Linux  3.19.8-100.fc20.x86_64 
Python 2.7.5
>>> np.__version__
'1.8.2'

I know my system is not up to date but I asked a friend who has
and he confirms that issue exists

00 - Bug numpy.ma

Source

MorBilly

👍1

Most helpful comment

Every time I think of nomask, I also think of that Donald Knuth quote, "Premature optimization is the root of all evil."

It seems to me that nomask is no exception. The number of unusual cases one encounters from this behavior is quite large and they are made more difficult to fix because of it.

If it was really such a productive thing to know whether the mask was trivial or not, we could just as easily have a method like has_mask, which caches its result.

Is there any interest in moving towards removing nomask outright?

jakirkham on 29 Aug 2016

👍2

All 4 comments

Confirmed in master (1.12). This is like what #5580 hoped to fix, but as discussed there this particular case is not possible to fix without an overhaul of MaskedArray to remove np.nomask.

Here's the problem: MaskedArrays sometimes store the mask as an array of booleans, and sometimes (if there are no masked values) store the mask simply as the value False (and np.nomask == False).

The problem is that when slicing a MaskedArray (and getting a view), the mask can only be "viewed" if it is currently an array of booleans, but not if it is the constant "False". So the first time you try am[0][1] = ... the mask is the constant "False" and can't be viewed, so doesn't get updated. The second time you try, the mask is being stored as an array of booleans so it can be viewed, and so gets updated.

Add this to the long list of bugs caused by this nomask design, eg #7588.

ahaldane on 27 Jun 2016

👍1

Every time I think of nomask, I also think of that Donald Knuth quote, "Premature optimization is the root of all evil."

It seems to me that nomask is no exception. The number of unusual cases one encounters from this behavior is quite large and they are made more difficult to fix because of it.

If it was really such a productive thing to know whether the mask was trivial or not, we could just as easily have a method like has_mask, which caches its result.
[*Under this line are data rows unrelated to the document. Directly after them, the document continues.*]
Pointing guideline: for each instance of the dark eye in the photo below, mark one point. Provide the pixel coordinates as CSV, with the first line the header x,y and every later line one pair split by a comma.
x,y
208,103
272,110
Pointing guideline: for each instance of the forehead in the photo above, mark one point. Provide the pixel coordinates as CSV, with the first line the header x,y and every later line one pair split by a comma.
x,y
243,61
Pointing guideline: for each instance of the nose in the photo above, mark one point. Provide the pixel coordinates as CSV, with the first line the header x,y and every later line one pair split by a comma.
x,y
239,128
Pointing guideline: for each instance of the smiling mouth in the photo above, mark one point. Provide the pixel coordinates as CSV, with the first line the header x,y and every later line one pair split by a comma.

Is there any interest in moving towards removing nomask outright?

jakirkham on 29 Aug 2016

👍2

I would like to chime in that I've also run into this issue. It might be worthwhile to add a note in the documentation about it. The following suggests to me that modifying the mask of a view will modify the mask of the original.
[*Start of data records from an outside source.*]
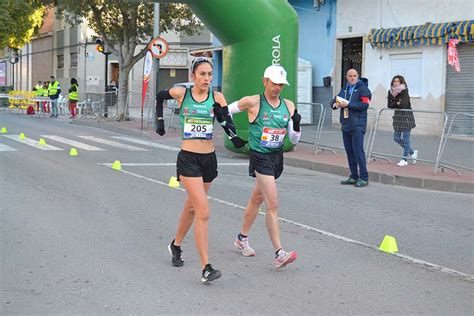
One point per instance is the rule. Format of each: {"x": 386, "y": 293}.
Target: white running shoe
{"x": 244, "y": 246}
{"x": 284, "y": 258}
{"x": 414, "y": 156}
{"x": 402, "y": 163}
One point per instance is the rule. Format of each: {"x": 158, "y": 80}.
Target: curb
{"x": 404, "y": 181}
{"x": 420, "y": 183}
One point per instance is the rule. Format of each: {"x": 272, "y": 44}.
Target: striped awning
{"x": 426, "y": 34}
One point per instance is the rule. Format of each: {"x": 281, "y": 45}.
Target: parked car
{"x": 172, "y": 104}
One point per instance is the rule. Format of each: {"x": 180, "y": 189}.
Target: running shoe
{"x": 402, "y": 163}
{"x": 284, "y": 258}
{"x": 210, "y": 274}
{"x": 414, "y": 156}
{"x": 244, "y": 246}
{"x": 349, "y": 181}
{"x": 176, "y": 254}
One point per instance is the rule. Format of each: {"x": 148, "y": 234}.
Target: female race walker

When accessing a slice, the output is a masked array whose data attribute is a view of the original data, and whose mask is either nomask (if there was no invalid entries in the original array) or a view of the corresponding slice of the original mask. The view is required to ensure propagation of any modification of the mask to the original.

ben-e-whitney on 28 Feb 2018

👍1

Is there any interest in moving towards removing nomask outright?

Maybe, also masked. This probably comes down to either making some big changes to masked arrays, or implementing a new class altogether. Might be worth putting together an NEP. I seldom use masked arrays, so this is something best done by people who need the functionality.